Embattled 42-year-old Trump campaign manager Corey Lewandowski got the ax today for Trump’s recent plunge in the polls. With seasoned GOP campaign veteran Paul Manafort taking over as campaign chairman May 19, it was a just a matter of time before the brash Lewandowski headed to the exit. Corey was more Trump’s manservant than campaign manager, famous for “letting Trump Be Trump.” Now that Donald faces determined Party insiders at the GOP convention July 18, the clock is ticking on working things out. Recent polls, showing Hillary with an aggregate lead in national polls of 8%, Trump decided it was time to let the experts run his campaign. Lewandowski was charged with assault for allegedly manhandling Breitbart reporter Michelle Fields March 29. Though Palm Beach police dropped charges April 14, it created unwanted distraction for Trump’s campaign.

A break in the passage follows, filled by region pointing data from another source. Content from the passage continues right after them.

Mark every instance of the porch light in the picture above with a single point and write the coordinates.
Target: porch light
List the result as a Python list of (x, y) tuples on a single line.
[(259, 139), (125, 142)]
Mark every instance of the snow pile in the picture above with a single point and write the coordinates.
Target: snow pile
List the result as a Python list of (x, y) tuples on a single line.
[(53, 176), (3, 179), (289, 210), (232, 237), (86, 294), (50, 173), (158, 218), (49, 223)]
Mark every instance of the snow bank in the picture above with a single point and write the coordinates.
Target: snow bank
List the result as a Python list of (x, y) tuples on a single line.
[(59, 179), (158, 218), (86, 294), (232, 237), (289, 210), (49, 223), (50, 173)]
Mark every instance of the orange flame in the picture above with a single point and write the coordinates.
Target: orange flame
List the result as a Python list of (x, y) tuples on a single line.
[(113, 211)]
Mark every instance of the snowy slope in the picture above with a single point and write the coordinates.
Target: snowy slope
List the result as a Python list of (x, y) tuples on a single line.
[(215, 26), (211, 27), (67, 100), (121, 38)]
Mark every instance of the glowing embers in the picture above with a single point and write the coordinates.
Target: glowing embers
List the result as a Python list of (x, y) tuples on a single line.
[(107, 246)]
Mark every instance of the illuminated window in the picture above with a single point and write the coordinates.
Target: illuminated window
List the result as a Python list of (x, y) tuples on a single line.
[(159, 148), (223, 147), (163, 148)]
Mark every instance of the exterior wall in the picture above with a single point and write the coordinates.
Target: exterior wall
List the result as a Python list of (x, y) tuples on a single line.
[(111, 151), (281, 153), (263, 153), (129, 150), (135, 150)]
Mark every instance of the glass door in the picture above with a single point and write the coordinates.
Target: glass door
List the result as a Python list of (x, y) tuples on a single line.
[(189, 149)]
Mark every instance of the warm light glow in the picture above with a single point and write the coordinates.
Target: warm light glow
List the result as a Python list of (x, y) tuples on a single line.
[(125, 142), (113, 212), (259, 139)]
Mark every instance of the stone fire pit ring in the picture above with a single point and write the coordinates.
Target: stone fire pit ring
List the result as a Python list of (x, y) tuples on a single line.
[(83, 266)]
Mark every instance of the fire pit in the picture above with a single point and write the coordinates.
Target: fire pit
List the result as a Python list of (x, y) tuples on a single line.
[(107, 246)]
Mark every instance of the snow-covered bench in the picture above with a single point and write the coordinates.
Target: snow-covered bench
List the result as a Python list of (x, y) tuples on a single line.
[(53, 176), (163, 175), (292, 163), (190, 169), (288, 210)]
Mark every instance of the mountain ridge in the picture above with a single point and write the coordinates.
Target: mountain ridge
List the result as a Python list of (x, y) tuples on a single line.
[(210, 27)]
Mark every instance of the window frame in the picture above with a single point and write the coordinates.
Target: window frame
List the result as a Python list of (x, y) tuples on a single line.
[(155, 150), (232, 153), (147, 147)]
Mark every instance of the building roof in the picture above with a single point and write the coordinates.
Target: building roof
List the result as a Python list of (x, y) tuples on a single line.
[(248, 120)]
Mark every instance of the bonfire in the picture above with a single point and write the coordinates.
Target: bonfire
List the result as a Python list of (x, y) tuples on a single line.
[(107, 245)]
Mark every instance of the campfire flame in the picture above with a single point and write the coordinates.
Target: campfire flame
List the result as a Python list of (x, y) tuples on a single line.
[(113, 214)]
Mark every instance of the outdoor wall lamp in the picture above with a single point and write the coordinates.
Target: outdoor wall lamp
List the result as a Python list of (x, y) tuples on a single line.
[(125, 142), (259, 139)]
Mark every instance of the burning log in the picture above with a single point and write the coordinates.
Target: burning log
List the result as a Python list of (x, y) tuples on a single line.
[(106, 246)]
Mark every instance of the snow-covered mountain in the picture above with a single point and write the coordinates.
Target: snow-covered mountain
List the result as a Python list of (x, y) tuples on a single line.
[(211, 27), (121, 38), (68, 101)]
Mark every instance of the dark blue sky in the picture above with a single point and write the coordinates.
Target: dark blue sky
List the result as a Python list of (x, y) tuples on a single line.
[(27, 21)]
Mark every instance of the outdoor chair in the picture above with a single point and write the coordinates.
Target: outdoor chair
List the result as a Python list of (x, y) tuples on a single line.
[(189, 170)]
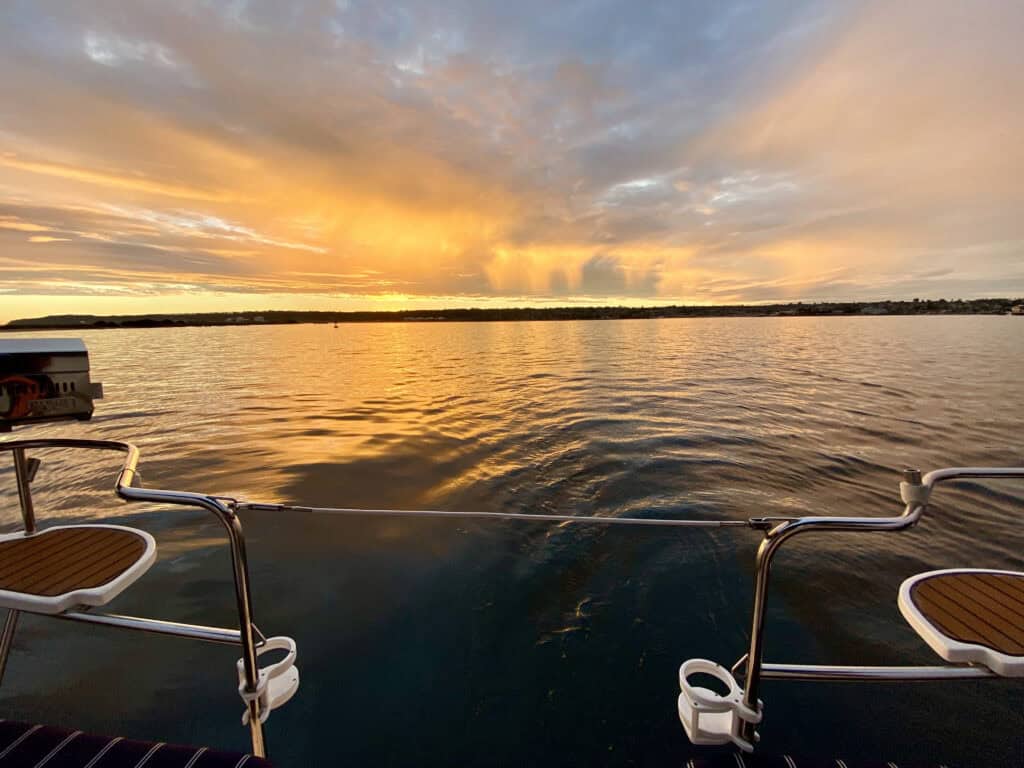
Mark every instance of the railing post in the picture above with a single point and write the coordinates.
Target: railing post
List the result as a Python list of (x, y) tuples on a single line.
[(23, 475)]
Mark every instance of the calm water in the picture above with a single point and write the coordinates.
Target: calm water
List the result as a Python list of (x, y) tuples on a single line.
[(438, 643)]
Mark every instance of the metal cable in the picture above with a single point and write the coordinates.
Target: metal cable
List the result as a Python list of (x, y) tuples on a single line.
[(591, 519)]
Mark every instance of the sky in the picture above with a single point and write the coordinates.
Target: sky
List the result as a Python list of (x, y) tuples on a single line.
[(347, 155)]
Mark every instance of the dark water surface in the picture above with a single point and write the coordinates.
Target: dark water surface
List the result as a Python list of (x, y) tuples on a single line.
[(425, 642)]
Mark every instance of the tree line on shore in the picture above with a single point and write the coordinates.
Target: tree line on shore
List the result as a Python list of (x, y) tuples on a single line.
[(160, 320)]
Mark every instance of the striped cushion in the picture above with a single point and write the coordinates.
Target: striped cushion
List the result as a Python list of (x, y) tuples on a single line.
[(784, 761), (45, 747)]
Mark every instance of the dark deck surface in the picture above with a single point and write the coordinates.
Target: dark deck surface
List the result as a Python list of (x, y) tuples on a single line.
[(45, 747)]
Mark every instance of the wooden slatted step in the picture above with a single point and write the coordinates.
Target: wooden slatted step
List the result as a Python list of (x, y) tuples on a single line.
[(49, 570), (970, 615)]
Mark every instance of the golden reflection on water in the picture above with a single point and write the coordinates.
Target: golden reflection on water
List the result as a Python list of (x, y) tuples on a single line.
[(710, 419)]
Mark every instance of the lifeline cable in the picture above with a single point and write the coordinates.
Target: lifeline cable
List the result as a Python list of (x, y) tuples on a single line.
[(591, 519)]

Corey’s real problem stemmed from his lack of experience running a national campaign. Trump’s energy and charisma helped him roll through the GOP primaries without too many problems but now faces a different animal running a national campaign against Democratic presumptive nominee former Secretary of State Hillary Rodham Clinton. Hillary knows how to run a successful national campaign, working closely with her husband, former President Bill Clinton, to wins two terms [1992-2001] “The Donald J. Trump Campaign of President, which has set historic record in the Republican Party having received 14 million votes, has today announced that Corey Lewandowski will no longer be working with the campaign,” said campaign spokeswoman Hope Hicks. Whether admitted to or not, Corey ran afoul with Manafort and other more experienced campaign staffers.
Corey was a good fit for Trump because he didn’t dare try to manage the too often blustery rhetoric, now coming back to bite the campaign. Corey’s “Let Trump Be Trump,” was more because he wasn’t in a position to advise Trump. Manafort’s got much more clout over controlling the message, though Trump’s got to get on the same page as his communication staff. Ultimately, Trump’s sinking polls led to Lewandowski’s ouster. Unable to get along with Trump’s daughter Invanka and her husband Jared Kushner, Corey was heading out the door. Trump’s campaign advisors realize the high stakes heading into the convention but, more importantly, taking on Hillary. Hillary’s done a good job of painting Trump as a racist-misogynist, especially assigning Sen. Elizabeth Warren (D-Mass.) as her attack dog. Trump’s campaign hasn’t yet hit back.
Considered an outsider like Trump, Lewandowski didn’t improve relations with the Republican National Committee. While there’s been recent calls to change the rule and let delegates “vote their conscience,” RNC Chairman Reince Priebus has opposed any rules changes. Trump’s slated with bound delegates on the first ballot to win the GOP nomination outright. Anti-Trump voices, like former GOP candidate and Florida Gov. Jeb Bush and 2012 GOP nominee Mitt Romney, are pushing for the rules change, hoping to derail Trump at the convention. Priebus doesn’t want to disenfranchise 14 million Trump voters, something Jeb and Mitt could care less about. With Corey out of the way, it’s easier for Manafort to take charge of Trump’s campaign message, something Corey couldn’t do. Corey was over his head, requiring changes at the top of Trump’s campaign.
Trump’s critiques of mainstream media require a more adroit communication strategy going forward. No matter what Trump said, Corey would applaud the candidate’s honesty. Manafort has his work cut out for him reining in Trump’s controversial remarks. No matter what Donald says, the mainstream media finds fault, much like the Hillary campaign. Once Trump won the Indiana primary May 3 and Sen. Ted Cruz (R-Texas and Ohio Gov. John Kasich dropped out, Corey’s days were numbered. With no national campaign experience, Corey had nothing to add to Trump’s national ambitions. Had he deferred to Manafort, he might have gotten a minor role in the national campaign. Having run the campaign with a tight grip, Corey couldn’t let go when Trump hired more seasoned campaign operatives, prompting Manafort to give Corey his walking papers.
Corey’s “Let Trump Be Trump” philosophy couldn’t translate into a national campaign, especially after Trump called out a Mexican judge in Trump University’s lawsuit and, more recently, his Tweets about the June 12 Orlando terrorist attack. Unlike Lewandowski, Manafort and Trump’s communication team should help measure more carefully Trump’s public remarks, something exploited readily by the Hillary campaign. Corey had nothing to add to a national campaign other that “Let Trump Be Trump.” Exiting the campaign was long overdue for Corey who plans to return to New Hampshire to lead Trump’s delegation to Cleveland. “The campaign is grateful to Corey for his hard work and dedication, and we wish him the best in the future,” said Hicks, giving no details over his abrupt dismissal. Whatever the reasons, it was clear Corey was over his head.